Likewise, Demme's playful direction keeps and some choice lines of dialogue keep the film's proceedings breezy but immediately involving. Roy Scheider plays Harry Hannan, a spy whose wife is murdered in front of him while he's on a mission. From then on, Harry is paranoiacally certain that he's being followed. His suspicions escalate once he finds a death threat written in ancient Aramaic in his apartment.

This plot coincidentally involves Ellie Fabian (Janet Margoline), a research scientist who has leased the apartment Harry was staying in, and the girl Harry predictably falls for. Like many of Hitchcock's haunted male protagonists, Harry feels he must protect Ellie, even as he jumps at every shadow that crosses his path. The most stirring scene in the film is thus the one where Harry finds Ellie in his apartment and instinctively draws a pistol on her.

As jumpy as he is, he still manages to find a way to chide Ellie for having poor self-esteem. Scheider's signature cool, haggard body language makes up for whatever the scene's dialogue does not already provide. That scene sets up a relationship that, like the film as a whole, is not as well-developed as it should be.

By contrast, Magic is character-driven, but its narrative does not progress with the same easy manner as the plot of Demme's film does. Directed by Sir Richard Attenborough, Magic follows Corky (Hopkins), a jittery, aspiring magician who catches on with audiences after he adds a ventriloquist dummy to his act.

Thanks to the longstanding rapport between Corky's ailing father and Ben (a typically charming Burgess Meredith), a bigshot agent at William Morris, Corky becomes a star in no time at all.

The ascent is dizzying, and Attenborough makes sure viewers feel it.

Magic, like Vertigo, is a personal journey into its lead character's psychosis. Attenborough directs skillfully enough to avoid simply replicating the mechanical details of a good Hitchcock film; he actually manages to recapturing the dizzying myopia of Vertigo and of Rear Window, for that matter.

The audience gets to see precisely how volatile the lead character's mindset is.

Corky runs away from New York City because Ben needs to get him to take a health exam in order to fulfill his contractual obligations. Corky, who by then is suffering from an increasingly acute split-personality disorder signaled by an obsession with his dummy's character, fears the test will reveal too much.
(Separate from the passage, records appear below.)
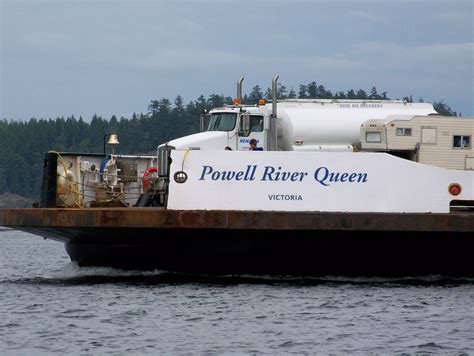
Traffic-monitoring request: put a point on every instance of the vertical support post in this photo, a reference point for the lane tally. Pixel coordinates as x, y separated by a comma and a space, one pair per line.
272, 135
49, 182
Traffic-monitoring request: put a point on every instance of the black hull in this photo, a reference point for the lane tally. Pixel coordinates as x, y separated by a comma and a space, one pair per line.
276, 252
258, 242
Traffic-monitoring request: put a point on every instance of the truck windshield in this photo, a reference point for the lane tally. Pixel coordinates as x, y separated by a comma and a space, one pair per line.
223, 121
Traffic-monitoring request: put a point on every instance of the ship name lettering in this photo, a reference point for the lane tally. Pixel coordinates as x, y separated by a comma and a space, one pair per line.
324, 176
246, 174
285, 197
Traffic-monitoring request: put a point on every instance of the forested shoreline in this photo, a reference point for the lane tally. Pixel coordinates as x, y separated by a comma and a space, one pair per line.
23, 143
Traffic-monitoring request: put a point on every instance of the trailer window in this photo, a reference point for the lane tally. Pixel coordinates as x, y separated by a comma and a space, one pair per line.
403, 131
223, 121
461, 141
373, 137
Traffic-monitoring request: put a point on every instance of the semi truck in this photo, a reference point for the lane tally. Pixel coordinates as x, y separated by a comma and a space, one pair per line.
324, 125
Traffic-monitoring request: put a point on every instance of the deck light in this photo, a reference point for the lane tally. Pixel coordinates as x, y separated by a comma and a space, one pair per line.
454, 189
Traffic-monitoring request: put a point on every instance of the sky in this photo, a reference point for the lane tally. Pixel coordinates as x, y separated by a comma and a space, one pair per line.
63, 58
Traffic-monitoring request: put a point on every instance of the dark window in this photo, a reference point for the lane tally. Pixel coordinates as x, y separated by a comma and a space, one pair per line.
461, 141
403, 131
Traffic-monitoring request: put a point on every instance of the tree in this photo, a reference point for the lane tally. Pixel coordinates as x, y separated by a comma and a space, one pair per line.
254, 95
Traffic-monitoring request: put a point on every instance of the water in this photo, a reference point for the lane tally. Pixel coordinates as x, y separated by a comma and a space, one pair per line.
48, 305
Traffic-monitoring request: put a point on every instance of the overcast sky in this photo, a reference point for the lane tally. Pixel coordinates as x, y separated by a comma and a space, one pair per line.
62, 58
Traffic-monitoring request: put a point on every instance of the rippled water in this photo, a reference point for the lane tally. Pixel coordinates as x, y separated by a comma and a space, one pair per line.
49, 305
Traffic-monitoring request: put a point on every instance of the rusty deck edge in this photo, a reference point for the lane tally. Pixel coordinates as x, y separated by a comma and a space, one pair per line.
157, 218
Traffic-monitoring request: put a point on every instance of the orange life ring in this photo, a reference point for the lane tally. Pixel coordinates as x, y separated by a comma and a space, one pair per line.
148, 171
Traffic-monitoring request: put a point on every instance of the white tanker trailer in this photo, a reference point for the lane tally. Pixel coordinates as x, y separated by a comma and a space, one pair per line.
296, 125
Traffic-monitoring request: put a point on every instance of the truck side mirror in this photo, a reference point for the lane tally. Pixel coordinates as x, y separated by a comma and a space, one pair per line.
204, 121
244, 127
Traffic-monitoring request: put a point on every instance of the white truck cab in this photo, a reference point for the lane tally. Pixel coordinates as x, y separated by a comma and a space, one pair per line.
326, 125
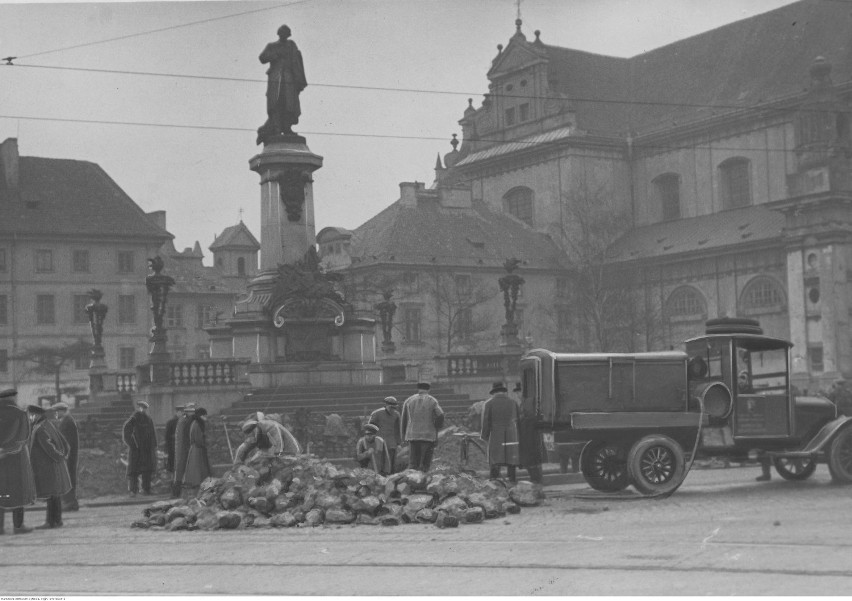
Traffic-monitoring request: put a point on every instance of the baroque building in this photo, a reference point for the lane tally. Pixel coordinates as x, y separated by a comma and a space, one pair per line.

Ben confronts Corky, and in a startlingly precise and incredibly moving set piece, challenges him to go five minutes without talking as the dummy. Time passes at a snail's pace, as shown in a series of masterfully cross-cut close-ups of a squirming Hopkins and an aghast Burgess. And in this moment, you can see Hitchcock's influence at work in a drama that's not only a fitting homage but also a strong, self-sufficient work.